Moving Beyond Security vs. The Duty to Protect: European Asylum and Border Management Policies under Test

Written by | Tuesday, April 12th, 2016
European Values

Sharon Winblum (Istituto Affari Internazionali)

Donald Tusk declared last year that a situation, in which hundreds of people die on their way to Europe, is unacceptable. Despite of this, most of the steps that have so far been taken to solve the migration crisis have been driven by efforts to prevent the entry of migrants into the EU, rather than by efforts to protect their lives. Securing the border control and protection of migrants, however, do not have to be mutually exclusive.

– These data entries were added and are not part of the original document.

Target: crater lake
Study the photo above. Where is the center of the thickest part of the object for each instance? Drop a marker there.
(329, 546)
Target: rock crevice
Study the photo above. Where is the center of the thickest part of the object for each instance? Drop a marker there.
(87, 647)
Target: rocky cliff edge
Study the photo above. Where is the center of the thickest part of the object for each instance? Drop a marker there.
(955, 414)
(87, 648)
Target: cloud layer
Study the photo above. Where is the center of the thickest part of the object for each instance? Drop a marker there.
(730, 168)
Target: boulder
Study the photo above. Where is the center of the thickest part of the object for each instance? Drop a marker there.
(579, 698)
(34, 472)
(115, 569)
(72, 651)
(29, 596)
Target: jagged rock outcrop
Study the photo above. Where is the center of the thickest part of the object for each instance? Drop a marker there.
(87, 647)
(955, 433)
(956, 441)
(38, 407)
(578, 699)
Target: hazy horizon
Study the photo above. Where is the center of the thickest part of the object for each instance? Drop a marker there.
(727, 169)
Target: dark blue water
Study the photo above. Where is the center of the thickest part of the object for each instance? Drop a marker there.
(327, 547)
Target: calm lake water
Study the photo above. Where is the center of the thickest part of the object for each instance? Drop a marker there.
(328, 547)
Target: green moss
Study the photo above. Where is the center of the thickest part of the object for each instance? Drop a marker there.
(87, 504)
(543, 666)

The first feature determining the current conditions is access to border management. The idea that migration must be prevented has so far prevailed and therefore attention has been paid to border control. The objectives of the former naval operations have changed from providing assistance to strengthening coastal protection. In the meantime, new fences have been erected along the land borders and even between some countries in the Schengen area while elsewhere internal border controls have been reinforced. However, the expectations associated with these measures have not been met. Instead of stopping the influx of migrants, their stream has shifted and the use of smugglers’ services has increased. The externalization of border control has not brought desired outcomes either. Those interested in traveling to Europe bypass the obstacles that are designed to prevent them from entering the ‘Old Continent’. Some migrants originate from countries with which the Union collaborates in this area. And it is in these very same countries where the rights of refugees are also often violated.

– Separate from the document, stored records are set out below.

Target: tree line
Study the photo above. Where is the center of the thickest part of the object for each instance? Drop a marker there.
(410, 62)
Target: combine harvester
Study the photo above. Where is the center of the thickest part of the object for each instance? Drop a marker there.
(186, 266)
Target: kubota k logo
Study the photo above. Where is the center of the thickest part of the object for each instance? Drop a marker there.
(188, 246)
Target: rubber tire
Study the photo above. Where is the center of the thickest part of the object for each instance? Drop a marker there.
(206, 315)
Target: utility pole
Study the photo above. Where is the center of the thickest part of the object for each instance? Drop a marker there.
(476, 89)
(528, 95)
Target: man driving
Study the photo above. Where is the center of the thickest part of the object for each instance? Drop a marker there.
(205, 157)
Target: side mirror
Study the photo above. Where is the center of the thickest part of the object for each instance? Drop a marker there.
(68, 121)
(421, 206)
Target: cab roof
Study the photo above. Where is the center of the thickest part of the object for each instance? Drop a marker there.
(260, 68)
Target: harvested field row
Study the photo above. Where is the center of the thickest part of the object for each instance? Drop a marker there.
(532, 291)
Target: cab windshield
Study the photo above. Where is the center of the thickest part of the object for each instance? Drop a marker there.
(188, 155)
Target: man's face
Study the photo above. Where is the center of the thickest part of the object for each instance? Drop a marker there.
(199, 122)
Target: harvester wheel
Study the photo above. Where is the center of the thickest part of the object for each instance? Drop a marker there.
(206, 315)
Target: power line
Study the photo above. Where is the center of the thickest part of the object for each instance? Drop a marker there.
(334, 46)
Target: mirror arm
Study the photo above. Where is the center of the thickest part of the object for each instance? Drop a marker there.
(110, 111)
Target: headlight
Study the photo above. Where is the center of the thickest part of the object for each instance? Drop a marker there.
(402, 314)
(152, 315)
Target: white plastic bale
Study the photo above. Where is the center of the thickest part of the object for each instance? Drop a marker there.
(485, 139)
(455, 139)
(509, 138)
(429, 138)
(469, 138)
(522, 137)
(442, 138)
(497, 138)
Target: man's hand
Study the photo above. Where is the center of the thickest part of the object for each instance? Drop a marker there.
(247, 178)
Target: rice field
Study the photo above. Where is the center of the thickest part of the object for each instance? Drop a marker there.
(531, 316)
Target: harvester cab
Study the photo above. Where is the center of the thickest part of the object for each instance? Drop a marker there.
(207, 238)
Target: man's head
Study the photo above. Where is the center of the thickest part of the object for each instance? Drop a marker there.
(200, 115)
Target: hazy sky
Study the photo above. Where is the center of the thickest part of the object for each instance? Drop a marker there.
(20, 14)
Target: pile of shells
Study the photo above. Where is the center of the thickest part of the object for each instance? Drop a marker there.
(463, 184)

The second aspect is the Union’s asylum policy. According to the Dublin mechanism, migrants are obliged to apply for asylum in the EU country in which they first arrive. For the “frontline” countries, this means a considerable burden that they can’t cope with because of their insufficient infrastructure. This leads to delays and even the housing conditions do not meet minimum standards. Migrants are therefore trying to use smugglers to get directly to other EU countries, obtain fake papers, disguise fingerprints and so on. Thus, they endanger their own safety and make it impossible for European countries to regulate and monitor migration flows. The problems are, however, not solved by providing funding to the most affected countries, by building hotspots or by means of the current controversial relocation mechanism.

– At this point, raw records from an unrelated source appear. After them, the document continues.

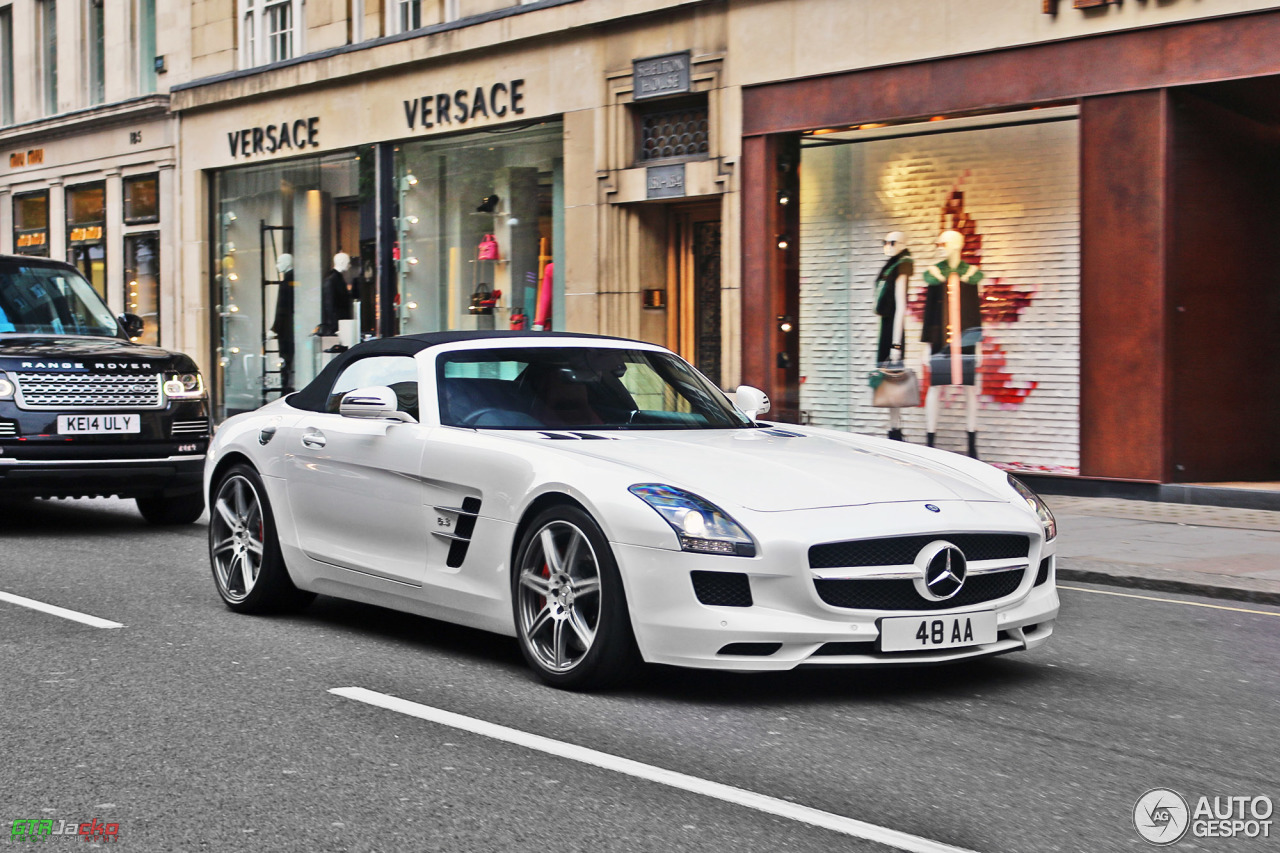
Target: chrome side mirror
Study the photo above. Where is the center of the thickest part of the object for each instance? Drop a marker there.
(752, 401)
(376, 402)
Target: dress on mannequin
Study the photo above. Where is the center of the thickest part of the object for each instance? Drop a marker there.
(940, 328)
(334, 296)
(886, 302)
(891, 306)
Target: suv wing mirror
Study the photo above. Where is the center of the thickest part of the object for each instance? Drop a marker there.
(132, 324)
(376, 402)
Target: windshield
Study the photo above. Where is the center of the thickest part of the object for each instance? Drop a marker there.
(51, 300)
(579, 388)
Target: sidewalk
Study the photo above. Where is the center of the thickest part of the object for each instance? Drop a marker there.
(1208, 551)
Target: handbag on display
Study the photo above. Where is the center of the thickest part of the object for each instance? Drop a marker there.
(483, 300)
(895, 388)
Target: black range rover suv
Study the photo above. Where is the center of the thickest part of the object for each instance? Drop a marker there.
(87, 413)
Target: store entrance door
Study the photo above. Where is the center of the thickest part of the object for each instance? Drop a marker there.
(694, 286)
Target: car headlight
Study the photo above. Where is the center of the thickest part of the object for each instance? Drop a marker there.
(184, 386)
(699, 524)
(1038, 505)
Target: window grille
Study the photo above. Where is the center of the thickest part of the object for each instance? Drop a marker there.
(675, 133)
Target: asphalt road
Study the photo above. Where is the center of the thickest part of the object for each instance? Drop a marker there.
(195, 728)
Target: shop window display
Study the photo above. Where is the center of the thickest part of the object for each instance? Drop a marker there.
(31, 223)
(990, 217)
(278, 229)
(86, 232)
(476, 227)
(142, 283)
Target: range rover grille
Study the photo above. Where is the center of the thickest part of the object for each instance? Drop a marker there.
(190, 428)
(49, 391)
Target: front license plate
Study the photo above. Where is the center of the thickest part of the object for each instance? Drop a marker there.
(924, 633)
(97, 424)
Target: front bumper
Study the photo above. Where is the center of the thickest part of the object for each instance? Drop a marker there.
(673, 626)
(169, 477)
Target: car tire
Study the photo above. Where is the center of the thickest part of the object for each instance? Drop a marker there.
(159, 509)
(245, 550)
(570, 611)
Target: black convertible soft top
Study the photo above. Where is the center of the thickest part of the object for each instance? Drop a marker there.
(316, 393)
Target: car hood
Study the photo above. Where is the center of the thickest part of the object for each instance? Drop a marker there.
(773, 470)
(16, 349)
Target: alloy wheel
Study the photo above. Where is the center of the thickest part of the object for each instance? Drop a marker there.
(560, 597)
(237, 541)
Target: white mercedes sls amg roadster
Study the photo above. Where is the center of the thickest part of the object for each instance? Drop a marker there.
(606, 503)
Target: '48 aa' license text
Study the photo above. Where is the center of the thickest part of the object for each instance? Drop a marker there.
(915, 633)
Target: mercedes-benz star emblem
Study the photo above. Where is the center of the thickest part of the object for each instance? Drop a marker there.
(944, 568)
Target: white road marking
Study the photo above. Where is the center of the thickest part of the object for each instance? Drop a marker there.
(670, 778)
(1173, 601)
(59, 611)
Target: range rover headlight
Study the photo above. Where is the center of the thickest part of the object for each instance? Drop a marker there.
(1037, 505)
(184, 386)
(699, 524)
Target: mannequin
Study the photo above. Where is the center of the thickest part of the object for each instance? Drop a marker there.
(952, 332)
(283, 324)
(891, 308)
(334, 296)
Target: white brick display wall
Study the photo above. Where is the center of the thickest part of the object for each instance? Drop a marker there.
(1020, 185)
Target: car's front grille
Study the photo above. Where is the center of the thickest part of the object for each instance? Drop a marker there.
(190, 427)
(49, 391)
(899, 593)
(900, 551)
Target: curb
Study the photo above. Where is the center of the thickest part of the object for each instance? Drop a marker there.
(1165, 584)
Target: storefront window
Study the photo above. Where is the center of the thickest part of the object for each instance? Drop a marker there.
(277, 231)
(476, 224)
(86, 232)
(1011, 192)
(142, 283)
(31, 223)
(141, 200)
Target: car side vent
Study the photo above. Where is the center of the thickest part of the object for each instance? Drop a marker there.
(464, 525)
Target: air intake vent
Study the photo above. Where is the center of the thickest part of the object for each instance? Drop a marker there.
(722, 588)
(1042, 575)
(464, 525)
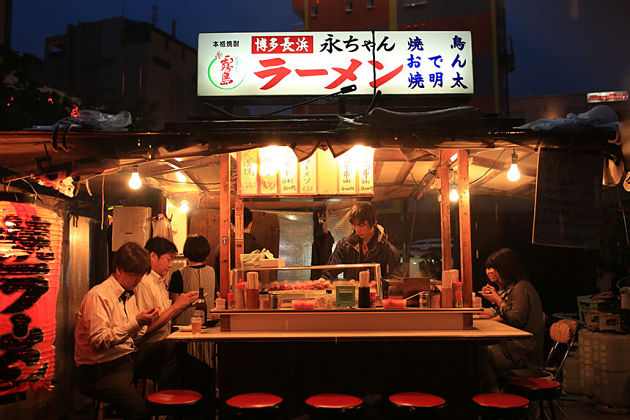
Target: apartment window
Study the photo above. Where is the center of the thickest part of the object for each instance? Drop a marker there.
(414, 3)
(161, 62)
(57, 48)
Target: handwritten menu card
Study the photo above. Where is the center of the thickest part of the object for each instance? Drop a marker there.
(568, 192)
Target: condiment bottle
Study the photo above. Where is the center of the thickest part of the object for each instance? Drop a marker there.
(457, 294)
(239, 296)
(330, 299)
(364, 289)
(423, 300)
(201, 309)
(436, 297)
(264, 300)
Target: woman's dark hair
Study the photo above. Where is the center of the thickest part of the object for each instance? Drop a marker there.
(319, 217)
(363, 212)
(132, 258)
(196, 248)
(160, 246)
(508, 264)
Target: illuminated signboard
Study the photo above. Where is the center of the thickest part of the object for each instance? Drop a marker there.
(275, 171)
(319, 63)
(595, 97)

Ensuring the safety of refugees can be done in three complementary ways. The first one is the opening of more legal ways to get to Europe, which would eliminate the need to seek the smugglers’ services and thus be exposed to the associated risks. A revision of the Dublin mechanism and the system of hotspots would also reduce the pressure on the border Schengen countries and spread the burden more evenly across the EU. Re-evaluation of the cooperation with third countries would thus lead to partnerships only with those states whose asylum policy and the level of respect for human rights is closer to European standards.